DÚVIDAS

Orações relativas, orações explicativas e coordenação

Com referência à consulta de 17/4/2020, cuja resposta circunstanciada abordou elegantemente as sutilezas sintáticas que envolvem a frase examinada, vejo-me forçado a retomar o assunto para aclarar um ponto restante de sombra.

Aqui, o período: «Anda por retos caminhos, que assim vais plasmar tua integridade e a virtude será teu brasão.»

Assumindo, como foi aventado na resposta, que a terceira oração ("e a virtude será teu brasão") é passível de ser considerada subordinada (consecutiva, no caso), seria ela subordinada a qual oração subordinante? À primeira? À segunda? Ou a ambas, que assim formariam um grupo semântico, cuja consequência é exposta na terceira?

Eis o que eu gostaria de saber. Com antecipados agradecimentos.

Resposta

A resposta à questão colocada pelo consulente exige que estabeleçamos uma clara distinção entre dois planos de análise: o sintático e o semântico (e pragmático).

Formalmente, no plano sintático, as orações introduzidas por que são duas orações coordenadas, sendo o constituinte «e a virtude será o teu brasão» uma oração coordenada copulativa.

Não obstante, a interpretação associada à conjunção e pode ser muito variada, indo da simples adição (1) ao valor adversativo (2), à sequência temporal (3) ou ao conclusivo (4)1, entre outros:

(1) «Eu comi uma maçã e tu bebeste um sumo.»

(2) «Trabalhei imenso e não consegui entregar o trabalho.» (= mas)

(3) «Levantou-se e foi tomar banho.» (= depois disso)

(4) «Está doente e não vai entregar o trabalho.» (= por isso, portanto)

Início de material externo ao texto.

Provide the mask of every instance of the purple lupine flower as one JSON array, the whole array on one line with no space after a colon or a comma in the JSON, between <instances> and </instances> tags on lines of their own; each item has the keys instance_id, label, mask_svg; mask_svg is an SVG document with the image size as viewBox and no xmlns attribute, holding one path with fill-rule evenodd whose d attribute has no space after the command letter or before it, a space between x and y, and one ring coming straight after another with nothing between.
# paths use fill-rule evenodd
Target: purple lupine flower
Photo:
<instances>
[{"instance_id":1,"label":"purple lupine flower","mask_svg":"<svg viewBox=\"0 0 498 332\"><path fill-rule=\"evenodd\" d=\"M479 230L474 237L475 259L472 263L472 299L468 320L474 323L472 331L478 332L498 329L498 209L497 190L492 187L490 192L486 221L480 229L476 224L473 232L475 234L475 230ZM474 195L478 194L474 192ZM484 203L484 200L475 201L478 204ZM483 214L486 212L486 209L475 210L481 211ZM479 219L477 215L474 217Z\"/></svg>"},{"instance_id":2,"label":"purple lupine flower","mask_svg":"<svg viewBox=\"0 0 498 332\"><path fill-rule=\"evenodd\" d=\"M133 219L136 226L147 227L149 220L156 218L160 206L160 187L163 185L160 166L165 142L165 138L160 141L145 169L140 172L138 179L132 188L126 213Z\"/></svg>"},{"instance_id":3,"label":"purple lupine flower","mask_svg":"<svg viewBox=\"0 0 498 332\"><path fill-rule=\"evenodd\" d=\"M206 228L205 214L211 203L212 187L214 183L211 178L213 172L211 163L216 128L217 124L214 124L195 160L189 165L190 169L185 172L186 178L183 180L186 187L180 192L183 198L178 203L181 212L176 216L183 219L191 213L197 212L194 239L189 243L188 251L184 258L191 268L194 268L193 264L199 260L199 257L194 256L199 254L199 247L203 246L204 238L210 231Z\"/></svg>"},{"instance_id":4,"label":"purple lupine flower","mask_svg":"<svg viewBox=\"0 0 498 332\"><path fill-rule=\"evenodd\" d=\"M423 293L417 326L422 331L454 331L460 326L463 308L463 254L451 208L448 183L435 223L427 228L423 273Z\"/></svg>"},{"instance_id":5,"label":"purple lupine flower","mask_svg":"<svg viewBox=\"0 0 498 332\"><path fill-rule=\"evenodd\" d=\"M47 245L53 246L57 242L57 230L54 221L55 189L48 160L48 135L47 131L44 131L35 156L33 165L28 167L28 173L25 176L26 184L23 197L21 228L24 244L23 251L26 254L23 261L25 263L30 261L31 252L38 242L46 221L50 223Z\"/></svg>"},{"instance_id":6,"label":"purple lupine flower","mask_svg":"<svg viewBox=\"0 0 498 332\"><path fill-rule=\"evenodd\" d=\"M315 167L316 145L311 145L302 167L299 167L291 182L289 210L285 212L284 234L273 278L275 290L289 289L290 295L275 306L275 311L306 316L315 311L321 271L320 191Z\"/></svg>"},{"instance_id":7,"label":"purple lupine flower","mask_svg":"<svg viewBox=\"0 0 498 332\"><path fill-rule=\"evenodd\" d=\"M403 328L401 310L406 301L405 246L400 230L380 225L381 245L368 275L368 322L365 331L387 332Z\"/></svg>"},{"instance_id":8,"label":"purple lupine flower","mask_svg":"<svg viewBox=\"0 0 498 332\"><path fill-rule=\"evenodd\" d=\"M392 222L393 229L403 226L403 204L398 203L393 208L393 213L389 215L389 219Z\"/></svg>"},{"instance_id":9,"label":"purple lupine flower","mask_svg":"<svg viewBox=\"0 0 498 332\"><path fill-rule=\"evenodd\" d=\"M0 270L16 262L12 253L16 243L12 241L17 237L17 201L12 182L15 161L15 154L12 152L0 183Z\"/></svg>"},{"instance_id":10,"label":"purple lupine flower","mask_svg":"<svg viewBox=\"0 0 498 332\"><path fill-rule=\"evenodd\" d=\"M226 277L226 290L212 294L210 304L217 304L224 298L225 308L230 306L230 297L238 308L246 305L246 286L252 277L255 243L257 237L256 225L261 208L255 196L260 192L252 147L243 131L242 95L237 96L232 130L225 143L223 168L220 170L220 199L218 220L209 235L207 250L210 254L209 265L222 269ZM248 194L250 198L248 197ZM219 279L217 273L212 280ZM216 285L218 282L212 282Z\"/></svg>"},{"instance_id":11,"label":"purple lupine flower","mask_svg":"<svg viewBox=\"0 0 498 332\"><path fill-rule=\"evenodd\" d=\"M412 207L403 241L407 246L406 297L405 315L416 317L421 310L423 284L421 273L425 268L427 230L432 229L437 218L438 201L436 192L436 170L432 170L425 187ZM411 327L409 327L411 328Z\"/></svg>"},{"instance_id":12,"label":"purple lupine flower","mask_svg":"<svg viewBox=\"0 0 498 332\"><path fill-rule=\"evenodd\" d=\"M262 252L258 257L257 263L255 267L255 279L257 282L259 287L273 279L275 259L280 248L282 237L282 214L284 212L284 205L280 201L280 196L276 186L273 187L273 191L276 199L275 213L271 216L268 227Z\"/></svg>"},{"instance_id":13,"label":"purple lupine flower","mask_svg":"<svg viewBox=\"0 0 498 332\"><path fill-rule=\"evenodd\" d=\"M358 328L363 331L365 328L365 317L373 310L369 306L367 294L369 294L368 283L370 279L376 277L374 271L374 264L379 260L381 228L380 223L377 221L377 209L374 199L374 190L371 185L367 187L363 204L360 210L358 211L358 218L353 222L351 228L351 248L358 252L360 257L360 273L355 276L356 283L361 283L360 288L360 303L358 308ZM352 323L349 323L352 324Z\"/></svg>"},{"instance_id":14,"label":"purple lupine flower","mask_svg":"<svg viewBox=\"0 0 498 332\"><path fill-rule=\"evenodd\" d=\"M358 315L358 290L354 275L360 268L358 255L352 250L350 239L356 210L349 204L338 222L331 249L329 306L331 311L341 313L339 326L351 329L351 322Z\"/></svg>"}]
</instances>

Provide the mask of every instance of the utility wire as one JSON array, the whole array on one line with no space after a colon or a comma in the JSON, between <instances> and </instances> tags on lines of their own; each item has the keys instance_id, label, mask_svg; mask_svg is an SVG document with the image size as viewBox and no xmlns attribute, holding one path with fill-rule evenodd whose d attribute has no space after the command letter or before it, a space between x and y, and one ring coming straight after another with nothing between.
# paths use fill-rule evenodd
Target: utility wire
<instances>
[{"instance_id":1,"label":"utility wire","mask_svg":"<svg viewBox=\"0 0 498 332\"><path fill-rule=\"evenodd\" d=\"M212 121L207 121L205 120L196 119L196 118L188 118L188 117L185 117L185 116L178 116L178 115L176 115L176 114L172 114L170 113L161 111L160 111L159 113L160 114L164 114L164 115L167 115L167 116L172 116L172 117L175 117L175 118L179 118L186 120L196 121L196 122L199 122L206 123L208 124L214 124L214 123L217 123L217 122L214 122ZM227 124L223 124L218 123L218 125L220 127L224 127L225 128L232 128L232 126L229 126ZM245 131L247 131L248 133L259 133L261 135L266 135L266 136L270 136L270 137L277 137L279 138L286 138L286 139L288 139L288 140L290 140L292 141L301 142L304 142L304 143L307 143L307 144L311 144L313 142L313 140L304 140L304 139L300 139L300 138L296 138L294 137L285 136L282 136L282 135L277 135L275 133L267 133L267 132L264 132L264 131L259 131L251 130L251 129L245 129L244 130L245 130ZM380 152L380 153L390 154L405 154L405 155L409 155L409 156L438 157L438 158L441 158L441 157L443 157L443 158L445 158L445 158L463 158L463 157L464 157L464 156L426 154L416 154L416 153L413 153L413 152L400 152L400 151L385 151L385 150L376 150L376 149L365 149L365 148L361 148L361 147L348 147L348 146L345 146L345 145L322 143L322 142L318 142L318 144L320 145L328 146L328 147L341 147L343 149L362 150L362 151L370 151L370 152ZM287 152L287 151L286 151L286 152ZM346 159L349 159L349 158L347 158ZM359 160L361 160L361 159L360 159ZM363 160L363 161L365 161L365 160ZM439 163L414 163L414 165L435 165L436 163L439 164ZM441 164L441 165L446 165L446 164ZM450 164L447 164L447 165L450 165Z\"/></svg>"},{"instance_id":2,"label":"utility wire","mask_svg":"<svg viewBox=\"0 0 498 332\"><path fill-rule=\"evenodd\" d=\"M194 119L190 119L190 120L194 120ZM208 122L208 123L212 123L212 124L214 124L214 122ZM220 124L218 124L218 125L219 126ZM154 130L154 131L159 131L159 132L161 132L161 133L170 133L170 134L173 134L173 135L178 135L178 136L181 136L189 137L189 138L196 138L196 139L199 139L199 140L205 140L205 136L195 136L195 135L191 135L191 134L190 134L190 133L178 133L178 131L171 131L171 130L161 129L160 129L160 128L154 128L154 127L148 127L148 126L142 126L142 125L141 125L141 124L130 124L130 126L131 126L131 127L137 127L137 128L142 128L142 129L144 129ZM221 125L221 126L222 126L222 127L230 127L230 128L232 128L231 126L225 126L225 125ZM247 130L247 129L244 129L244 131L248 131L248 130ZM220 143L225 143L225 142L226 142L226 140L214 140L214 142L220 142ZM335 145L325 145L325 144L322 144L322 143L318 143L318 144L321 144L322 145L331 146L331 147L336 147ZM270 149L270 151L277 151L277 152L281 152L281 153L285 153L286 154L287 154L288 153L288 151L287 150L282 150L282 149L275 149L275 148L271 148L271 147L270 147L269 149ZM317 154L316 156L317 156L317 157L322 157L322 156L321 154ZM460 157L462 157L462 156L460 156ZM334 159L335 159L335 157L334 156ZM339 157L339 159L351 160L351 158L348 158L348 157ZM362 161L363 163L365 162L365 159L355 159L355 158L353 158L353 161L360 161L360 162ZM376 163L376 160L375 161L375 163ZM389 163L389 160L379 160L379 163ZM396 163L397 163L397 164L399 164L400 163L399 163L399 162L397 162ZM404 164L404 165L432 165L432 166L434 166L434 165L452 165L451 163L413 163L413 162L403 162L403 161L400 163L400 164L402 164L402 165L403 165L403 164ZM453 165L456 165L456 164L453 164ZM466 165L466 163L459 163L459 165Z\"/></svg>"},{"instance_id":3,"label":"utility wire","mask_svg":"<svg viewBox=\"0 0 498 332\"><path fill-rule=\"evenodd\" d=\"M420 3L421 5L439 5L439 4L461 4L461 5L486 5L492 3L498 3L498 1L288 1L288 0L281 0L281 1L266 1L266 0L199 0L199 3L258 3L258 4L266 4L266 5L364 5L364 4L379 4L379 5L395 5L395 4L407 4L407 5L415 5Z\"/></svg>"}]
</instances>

Este último valor (também designado inferencial) é descrito por Faria da seguinte forma: «As conexões inferenciais exprimem um argumento lógico. Pertencem a este tipo de conexões coordenativas em que o conteúdo proposicional do segundo membro coordenado é inferível a partir do primeiro, apresentado como razão ou motivo» (in Mira Mateus et al. Gramática da Língua Portuguesa. Caminho, p. 97).

 

Ora, no caso em apreço, também poderemos considerar a possibilidade de uma interpretação na qual a oração «vais plasmar tua integridade» é apresentada como a causa que terá como consequência «a virtude será teu brasão»:

(5) «vais plasmar tua integridade e (assim / consequentemente) a virtude será teu brasão.»

Estamos, todavia, no plano da interpretação do valor da conexão estabelecida pela conjunção e, pelo que não há lugar a considerar a possibilidade de uma construção de subordinação.

Agradecendo as gentis palavras do consulente, fico à disposição!

 

1. Para maior desenvolvimento, cf. Matos e Raposo in Raposo et al., Gramática do Português. Fundação Calouste Gulbenkian, pp. 1792-1794.